Manir Muhammad Dan Iya Sardaunan Kware is a Nigeria politician who served as the Deputy Governor of Sokoto State in the People's Democratic Party (PDP) from 2018 to 2023. He hails from Kware Local Government Area, Sokoto State. and is a Muslim by Religion.

==Early life and education==

Dan Iya, attended Magajin Gari Model Primary School, Sokoto, from 1977 to 1983, and later proceeded to the Science Secondary School, Farfaru, between 1983 and 1989.

A BSc graduate of Economics Education from Usmanu Danfodiyo University, Sokoto, Dan Iya also obtained various certificates from different higher institutions of learning within and outside the state, which include a Higher Diploma in Accounting and Finance from the College of Administration, Sokoto, a professional Diploma in Public Account and Audit from Abdu Gusau Polytechnic, Sokoto, a Diploma in Computer studies from the Usmanu Danfodiyo University, Sokoto, a Diploma in Arabic from UDUS, a Certificate in Local Government Administration from the College of Administration, Sokoto, and both Junior and Senior Certificates in Arabic from UDUS.

==Career==
During ten years of work in the Nigerian Civil Service, Dan Iya worked with Sokoto state Local Government Service Commission and got posted to Kware Local Government from 1992 to 2002. He also held various positions in the Account section of the Local Government before he resigned as Principal Accountant in 2002.

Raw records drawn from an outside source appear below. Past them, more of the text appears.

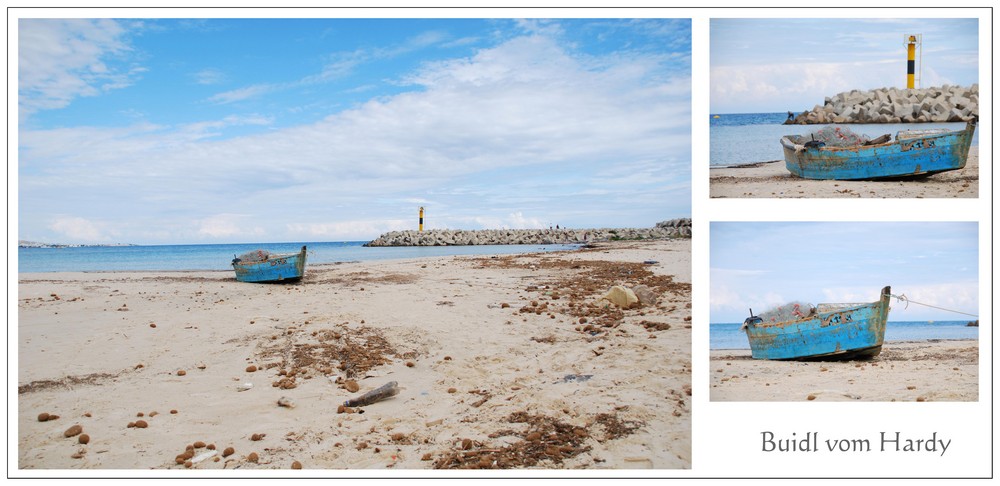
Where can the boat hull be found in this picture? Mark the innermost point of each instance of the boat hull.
(851, 332)
(277, 268)
(924, 153)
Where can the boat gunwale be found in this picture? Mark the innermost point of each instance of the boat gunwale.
(818, 315)
(925, 134)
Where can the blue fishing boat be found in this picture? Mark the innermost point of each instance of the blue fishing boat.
(826, 332)
(913, 153)
(262, 266)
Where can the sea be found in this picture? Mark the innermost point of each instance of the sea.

He entered politics in 2003 and was Kware Local Government Council Sole Administrator. In 2004, he was elected as Executive Chairman, Kware local government council, a position he held up to 2007. He was later Chairman and Managing Director of Manmodiya Nigeria Limited, and was a Special Advisor to former Speaker of the House of Representatives, Barrister Aminu Waziri Tambuwal from 2011 to 2015. He was appointed as Legal Advisor of the All Progressives Congress (APC), Sokoto state.

In 2015, Governor Aminu Waziri Tambuwal appointed Dan Iya as a member of Sokoto State Executive Council and Commissioner in charge of Ministry for local government and community development, and oversees ministry for local government affairs, from 2019.